In that first century at least, this Gaullish coast might have seemed to be a place of greater safety for the Nazarene travellers. Gaul, like Britain - though still under the sway of pagan Rome - was not so enamoured of the growing official emperor cult as other parts of the empire.

After their long sea journey these Nazarene visitors might be comforted by some similarities of life here, with their lives by the sea of Galilee: shouting sailors, milling fishing boats, women sorting fish, men hauling nets or mending them as they watched the river and considered the wind and the conditions.

I see four cloaked women huddled together on a quayside like that of prosperous Roman Agde, wondering what to do next in their quest for protection and safety. They would have had men with them. Some say Lazarus. Some say Joseph of Aramathea, stricken that his garden was the setting for those last dramas in the life of the charismatic Nazarene.

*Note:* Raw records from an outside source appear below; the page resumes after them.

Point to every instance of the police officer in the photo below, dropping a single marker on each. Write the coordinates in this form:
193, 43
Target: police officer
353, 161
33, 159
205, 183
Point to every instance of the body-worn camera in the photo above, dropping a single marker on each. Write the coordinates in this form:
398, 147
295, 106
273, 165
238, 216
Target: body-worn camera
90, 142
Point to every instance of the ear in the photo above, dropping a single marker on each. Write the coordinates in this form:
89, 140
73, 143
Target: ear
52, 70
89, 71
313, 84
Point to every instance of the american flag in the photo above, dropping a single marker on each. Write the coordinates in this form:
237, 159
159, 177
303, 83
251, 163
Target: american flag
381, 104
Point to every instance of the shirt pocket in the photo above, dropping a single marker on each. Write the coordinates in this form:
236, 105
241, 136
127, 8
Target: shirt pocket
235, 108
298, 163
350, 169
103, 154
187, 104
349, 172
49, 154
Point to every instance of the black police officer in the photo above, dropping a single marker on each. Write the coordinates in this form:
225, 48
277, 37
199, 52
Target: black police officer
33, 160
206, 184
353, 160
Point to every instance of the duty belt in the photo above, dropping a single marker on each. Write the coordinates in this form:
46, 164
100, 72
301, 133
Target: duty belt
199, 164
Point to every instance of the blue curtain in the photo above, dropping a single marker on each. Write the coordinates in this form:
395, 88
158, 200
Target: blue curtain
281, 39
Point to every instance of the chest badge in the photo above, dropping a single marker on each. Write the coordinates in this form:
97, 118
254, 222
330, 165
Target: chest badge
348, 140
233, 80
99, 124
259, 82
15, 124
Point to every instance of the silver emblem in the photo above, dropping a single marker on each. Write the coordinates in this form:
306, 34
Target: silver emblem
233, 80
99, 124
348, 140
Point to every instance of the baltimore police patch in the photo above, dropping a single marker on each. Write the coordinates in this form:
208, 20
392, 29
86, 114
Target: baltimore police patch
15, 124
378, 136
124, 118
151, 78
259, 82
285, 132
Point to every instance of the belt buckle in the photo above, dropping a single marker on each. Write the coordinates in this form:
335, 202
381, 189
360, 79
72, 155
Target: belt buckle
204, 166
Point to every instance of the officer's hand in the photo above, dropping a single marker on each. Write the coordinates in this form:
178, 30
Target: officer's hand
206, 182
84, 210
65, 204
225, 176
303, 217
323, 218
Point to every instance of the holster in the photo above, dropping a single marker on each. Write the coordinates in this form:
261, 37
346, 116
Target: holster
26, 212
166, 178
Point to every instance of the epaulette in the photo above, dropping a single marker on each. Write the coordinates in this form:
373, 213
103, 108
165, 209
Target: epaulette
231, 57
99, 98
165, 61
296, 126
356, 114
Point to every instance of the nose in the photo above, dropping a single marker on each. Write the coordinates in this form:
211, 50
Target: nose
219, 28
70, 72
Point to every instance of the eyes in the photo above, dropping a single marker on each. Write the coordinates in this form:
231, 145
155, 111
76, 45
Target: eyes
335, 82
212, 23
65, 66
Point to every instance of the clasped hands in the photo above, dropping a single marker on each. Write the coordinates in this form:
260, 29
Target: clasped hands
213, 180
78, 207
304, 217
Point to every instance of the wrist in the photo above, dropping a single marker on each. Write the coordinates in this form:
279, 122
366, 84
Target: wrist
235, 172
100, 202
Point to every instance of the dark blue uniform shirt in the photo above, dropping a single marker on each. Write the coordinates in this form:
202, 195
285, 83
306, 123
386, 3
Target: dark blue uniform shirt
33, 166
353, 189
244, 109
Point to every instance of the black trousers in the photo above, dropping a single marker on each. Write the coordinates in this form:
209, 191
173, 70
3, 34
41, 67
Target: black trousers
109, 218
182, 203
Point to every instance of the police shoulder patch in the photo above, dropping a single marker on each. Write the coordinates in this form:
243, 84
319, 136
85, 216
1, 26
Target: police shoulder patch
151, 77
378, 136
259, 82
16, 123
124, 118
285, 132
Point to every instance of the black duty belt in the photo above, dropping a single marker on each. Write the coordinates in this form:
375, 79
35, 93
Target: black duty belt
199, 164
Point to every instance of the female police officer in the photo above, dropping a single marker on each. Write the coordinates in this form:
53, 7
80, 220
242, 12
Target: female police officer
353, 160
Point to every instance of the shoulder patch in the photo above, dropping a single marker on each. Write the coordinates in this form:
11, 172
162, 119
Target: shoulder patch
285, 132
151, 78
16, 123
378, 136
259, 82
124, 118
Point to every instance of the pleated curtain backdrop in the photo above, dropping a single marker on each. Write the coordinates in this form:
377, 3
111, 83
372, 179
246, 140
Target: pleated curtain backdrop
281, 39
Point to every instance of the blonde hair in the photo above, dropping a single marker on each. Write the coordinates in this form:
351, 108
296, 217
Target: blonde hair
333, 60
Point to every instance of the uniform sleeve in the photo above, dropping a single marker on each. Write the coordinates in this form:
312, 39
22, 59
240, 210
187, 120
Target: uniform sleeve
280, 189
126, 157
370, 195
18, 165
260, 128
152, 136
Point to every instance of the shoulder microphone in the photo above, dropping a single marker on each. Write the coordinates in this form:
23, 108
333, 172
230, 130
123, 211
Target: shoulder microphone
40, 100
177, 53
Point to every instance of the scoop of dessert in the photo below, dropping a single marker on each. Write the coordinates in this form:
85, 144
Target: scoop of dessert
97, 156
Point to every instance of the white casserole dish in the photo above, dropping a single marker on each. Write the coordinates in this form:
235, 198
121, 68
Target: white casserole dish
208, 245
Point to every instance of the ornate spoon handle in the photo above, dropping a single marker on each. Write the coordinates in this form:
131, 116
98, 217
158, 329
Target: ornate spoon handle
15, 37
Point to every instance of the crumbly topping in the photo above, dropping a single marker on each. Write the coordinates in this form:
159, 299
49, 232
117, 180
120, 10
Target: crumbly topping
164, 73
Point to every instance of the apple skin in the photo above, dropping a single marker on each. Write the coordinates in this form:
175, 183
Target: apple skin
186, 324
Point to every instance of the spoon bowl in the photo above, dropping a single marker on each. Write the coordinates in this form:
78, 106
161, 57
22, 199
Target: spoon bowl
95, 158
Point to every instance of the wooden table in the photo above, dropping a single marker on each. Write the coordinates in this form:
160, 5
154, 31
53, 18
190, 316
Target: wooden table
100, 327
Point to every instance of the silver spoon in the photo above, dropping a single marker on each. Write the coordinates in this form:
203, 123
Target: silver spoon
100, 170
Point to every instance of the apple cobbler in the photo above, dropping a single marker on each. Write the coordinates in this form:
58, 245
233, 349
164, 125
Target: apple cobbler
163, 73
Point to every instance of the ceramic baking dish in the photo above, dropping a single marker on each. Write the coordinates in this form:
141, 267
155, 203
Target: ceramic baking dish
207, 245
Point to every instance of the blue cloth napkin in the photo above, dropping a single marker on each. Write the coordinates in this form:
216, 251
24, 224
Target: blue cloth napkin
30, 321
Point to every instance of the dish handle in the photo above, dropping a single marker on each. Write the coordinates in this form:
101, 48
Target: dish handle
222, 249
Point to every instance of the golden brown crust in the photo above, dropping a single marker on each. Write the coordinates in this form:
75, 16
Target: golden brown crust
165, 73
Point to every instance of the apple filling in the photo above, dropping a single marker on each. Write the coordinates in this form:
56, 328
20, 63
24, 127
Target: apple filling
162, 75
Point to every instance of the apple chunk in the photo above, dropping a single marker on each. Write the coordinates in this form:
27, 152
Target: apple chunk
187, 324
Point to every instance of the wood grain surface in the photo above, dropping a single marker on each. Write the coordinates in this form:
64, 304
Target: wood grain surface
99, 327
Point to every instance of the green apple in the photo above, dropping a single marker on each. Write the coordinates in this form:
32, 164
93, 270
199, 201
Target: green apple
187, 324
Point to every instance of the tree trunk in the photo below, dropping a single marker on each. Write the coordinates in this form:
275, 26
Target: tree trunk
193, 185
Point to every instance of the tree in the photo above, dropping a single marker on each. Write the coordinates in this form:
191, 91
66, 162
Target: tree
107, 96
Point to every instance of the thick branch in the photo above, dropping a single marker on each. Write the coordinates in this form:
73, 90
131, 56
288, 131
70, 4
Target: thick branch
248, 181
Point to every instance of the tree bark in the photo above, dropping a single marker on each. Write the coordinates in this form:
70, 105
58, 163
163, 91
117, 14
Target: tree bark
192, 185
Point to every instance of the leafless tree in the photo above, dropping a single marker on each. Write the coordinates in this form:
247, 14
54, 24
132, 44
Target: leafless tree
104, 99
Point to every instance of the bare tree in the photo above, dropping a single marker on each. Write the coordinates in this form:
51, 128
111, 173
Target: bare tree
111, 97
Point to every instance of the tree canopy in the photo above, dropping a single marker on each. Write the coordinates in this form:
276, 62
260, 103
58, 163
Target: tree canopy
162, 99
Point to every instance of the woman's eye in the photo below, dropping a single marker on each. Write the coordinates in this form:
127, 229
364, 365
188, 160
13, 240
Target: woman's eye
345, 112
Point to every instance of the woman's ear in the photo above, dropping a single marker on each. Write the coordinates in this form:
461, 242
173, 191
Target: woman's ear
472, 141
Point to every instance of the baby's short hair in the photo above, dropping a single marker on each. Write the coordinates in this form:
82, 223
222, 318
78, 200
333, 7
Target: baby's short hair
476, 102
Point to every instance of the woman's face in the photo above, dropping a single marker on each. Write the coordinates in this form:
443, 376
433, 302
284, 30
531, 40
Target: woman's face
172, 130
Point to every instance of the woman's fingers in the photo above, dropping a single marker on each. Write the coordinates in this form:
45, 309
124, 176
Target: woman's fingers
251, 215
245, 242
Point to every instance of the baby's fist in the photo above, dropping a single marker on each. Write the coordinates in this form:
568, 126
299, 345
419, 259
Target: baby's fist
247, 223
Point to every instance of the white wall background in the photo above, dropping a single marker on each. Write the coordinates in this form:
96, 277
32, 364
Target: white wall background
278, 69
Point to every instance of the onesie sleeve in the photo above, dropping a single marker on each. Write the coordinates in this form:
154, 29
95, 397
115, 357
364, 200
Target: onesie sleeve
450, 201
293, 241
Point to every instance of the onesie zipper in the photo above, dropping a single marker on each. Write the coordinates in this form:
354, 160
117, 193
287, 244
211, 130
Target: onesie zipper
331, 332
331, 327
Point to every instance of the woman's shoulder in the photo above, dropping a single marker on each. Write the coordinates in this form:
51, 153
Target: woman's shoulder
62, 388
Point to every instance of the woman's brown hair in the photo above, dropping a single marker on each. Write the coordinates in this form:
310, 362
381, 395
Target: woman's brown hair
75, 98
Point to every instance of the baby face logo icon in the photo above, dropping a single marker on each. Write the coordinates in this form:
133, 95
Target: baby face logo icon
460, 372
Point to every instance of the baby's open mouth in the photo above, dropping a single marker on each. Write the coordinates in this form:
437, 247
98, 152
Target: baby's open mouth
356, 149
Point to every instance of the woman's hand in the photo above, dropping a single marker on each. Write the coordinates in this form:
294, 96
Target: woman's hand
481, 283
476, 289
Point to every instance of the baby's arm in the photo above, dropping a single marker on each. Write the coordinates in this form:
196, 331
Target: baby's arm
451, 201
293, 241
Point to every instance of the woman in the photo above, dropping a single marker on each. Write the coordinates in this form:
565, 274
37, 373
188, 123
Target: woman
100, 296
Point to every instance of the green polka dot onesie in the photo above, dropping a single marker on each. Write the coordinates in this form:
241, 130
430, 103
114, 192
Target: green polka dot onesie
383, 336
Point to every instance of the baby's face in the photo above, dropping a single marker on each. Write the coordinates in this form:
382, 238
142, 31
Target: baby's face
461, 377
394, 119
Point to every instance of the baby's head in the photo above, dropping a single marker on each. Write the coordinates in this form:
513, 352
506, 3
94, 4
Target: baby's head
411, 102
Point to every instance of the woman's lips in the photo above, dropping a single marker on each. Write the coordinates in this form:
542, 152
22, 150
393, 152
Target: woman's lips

Towns along this coast abound with stories of these women - from St Maries de la Mere, to Rennes le Chateau all share elements of these legends. Agde has its own Marie story – the little village close by here celebrates a vision of the Virgin Mary whose prayers saved the city from the flooding by the River Herault. Apparently the rock on which she kneeled show marks of her knees. This is an important generic story here in Agde , as the fear of flood – l’inondation - here at the mouth of the River Herault is no mere legend. The town has flooded here more than once in living memory. The fear is very real. That miraculous image of the flood receding must be in everyone’s dreams in this situation.

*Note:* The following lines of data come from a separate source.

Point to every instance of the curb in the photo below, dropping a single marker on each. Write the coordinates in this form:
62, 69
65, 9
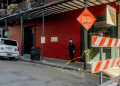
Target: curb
68, 68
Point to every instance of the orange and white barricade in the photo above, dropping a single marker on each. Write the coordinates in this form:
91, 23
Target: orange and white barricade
102, 65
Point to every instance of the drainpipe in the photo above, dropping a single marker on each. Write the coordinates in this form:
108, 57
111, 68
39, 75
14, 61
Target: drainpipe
22, 44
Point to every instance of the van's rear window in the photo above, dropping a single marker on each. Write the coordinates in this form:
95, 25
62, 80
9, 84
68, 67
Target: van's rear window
9, 42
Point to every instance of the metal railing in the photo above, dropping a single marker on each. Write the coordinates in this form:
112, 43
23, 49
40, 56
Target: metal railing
112, 82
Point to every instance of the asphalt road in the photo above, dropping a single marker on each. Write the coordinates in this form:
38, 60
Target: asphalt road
21, 73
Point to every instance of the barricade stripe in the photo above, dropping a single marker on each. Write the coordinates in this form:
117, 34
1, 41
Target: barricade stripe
94, 39
106, 64
118, 61
98, 66
113, 62
102, 42
110, 42
106, 42
102, 65
98, 41
116, 41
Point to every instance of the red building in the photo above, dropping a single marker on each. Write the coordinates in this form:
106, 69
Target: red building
60, 24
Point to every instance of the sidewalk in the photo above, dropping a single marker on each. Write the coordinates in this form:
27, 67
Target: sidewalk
58, 63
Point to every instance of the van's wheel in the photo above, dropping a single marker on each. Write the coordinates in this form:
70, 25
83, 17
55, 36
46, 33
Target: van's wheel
12, 58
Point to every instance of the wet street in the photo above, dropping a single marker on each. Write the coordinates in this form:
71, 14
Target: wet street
21, 73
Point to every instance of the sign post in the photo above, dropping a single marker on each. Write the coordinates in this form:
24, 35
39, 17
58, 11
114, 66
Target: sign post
111, 15
86, 19
85, 42
101, 50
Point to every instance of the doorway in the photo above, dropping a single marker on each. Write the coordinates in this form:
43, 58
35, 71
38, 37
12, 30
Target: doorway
29, 38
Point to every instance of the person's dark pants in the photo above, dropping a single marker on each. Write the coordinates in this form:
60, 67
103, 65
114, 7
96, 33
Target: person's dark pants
72, 55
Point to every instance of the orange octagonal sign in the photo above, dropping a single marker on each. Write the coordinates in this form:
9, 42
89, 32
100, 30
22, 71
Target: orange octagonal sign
86, 19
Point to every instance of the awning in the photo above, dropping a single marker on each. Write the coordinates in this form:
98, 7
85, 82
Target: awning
54, 8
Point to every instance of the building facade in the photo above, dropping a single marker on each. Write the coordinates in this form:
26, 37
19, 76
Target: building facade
61, 27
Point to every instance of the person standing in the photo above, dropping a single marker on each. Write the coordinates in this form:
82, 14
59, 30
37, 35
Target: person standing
71, 49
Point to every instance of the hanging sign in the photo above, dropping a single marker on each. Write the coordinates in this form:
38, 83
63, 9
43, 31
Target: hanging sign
54, 39
86, 19
42, 39
111, 15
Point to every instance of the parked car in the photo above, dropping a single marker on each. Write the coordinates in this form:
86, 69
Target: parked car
9, 48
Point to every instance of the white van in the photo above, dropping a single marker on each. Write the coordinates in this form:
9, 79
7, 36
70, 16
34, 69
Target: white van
8, 48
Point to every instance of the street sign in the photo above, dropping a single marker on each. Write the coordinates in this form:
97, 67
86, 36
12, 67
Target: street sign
42, 39
86, 19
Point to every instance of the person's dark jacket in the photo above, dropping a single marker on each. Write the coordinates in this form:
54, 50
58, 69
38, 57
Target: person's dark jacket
72, 46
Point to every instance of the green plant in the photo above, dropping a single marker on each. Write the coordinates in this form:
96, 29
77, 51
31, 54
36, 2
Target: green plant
12, 6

From My Window (2) I came here finally to write a novel which I have planned and thought about for more than two years. I wanted somehow to evoke the timeless and the time-full magic of the place that had first entranced me. But nothing was pre-ordained. And actually living here, digging deeper and deeper into what I feel about the place has made the original ideas evolve and blossom in ways I could not have foretold. This is the outcome of sequestering yourself in a strange place for longer than may seem reasonable.

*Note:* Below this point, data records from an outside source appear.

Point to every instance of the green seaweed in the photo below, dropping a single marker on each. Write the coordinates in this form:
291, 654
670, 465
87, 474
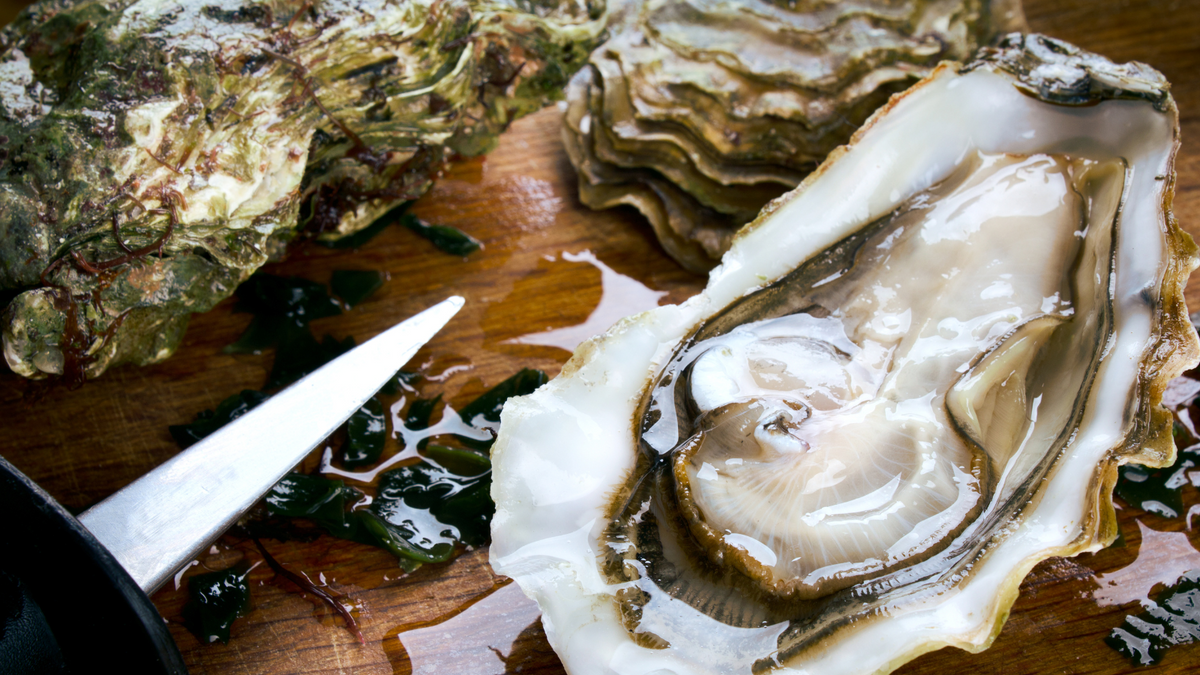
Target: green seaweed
1173, 619
214, 601
355, 286
485, 411
366, 432
444, 238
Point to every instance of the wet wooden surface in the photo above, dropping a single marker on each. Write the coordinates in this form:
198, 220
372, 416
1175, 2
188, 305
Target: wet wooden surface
541, 268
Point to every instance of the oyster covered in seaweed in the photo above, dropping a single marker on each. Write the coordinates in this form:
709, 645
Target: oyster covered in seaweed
700, 112
907, 382
154, 154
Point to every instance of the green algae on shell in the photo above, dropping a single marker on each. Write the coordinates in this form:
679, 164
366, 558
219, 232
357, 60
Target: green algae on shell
154, 154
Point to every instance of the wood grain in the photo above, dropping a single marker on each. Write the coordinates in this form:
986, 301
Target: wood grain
459, 617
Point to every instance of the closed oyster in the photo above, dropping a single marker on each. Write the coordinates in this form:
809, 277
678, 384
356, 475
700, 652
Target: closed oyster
154, 154
700, 112
907, 382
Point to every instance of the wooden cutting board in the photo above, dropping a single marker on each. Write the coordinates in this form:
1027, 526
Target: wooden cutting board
549, 263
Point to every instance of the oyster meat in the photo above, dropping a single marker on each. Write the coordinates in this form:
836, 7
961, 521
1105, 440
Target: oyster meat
154, 154
909, 381
700, 112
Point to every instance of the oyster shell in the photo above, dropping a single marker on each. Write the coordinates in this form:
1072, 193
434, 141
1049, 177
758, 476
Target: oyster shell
211, 133
700, 112
909, 382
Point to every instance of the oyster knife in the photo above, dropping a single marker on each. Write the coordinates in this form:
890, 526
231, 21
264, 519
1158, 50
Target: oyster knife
73, 592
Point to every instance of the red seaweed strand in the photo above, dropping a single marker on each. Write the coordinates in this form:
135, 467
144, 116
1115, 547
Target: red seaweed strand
309, 586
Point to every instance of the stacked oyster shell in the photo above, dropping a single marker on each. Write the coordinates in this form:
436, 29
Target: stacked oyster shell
700, 112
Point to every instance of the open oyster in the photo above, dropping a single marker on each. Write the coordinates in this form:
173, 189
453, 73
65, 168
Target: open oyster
154, 154
700, 112
909, 382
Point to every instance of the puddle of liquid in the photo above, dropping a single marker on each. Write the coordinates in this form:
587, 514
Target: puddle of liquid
487, 638
621, 297
450, 424
1162, 559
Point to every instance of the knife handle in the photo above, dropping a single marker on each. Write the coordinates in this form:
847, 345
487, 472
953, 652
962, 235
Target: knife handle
65, 602
27, 641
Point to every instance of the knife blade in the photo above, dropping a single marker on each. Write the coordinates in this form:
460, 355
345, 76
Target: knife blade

I have done my reading and thinking. I have two or three people who I know will play some part in the story. I have fragments of truth, fragments of legend and fragments of story in my head. With my character Stella, I am interested in then and there; I am interested in here and now. And I am interested in the layers in between.

And I have discovered a story – not explored before - that connects all of the above. But that’s a secret.

And now today, I have just been exploring part of the old city to use for a scene in the novel. It comes down now to two streets: La rue de L’Amour. (The street of love) and La rue de la Poisononnierie. (The street of the fishermen). I return very excited. This makes a curiously appropriate location for a story which is becoming more magical at every turn.

And on…

Doorway green

At The Maison d’Estella Work in Progress Extract.

‘That end of the town is more dilapidated than the rue Haute of the Maison d’Estella. I remember what Madame Patrice said. ‘…the poor gather there, of whom I am one. Bad things are said of them but they are wonderful people.’ I pass a rather grand restored house and then I count the wonderful doors, now battered and broken, that were once portals to grand town houses. Some are patched with plywood. Some are daubed in graffiti. On one door is a white handprint on the faded green paint. I wonder now if this has occult meaning. Perhaps it’s just some playful gesture.                                                    

 I try to make my way down a side street but two boys playing football, immaculate in a Nike strip, bar my way. Madame had told me   ‘…they look after their children, you know. That’s a good sign.’ The boys stand aside politely, football in hand, as I pass them. Then they smile knowingly when I return, having discovered the dead end. And I have to work hard to push to the back of my mind the thought of those other two footballing boys, locked up now in a cold British prison in a town in the north of England.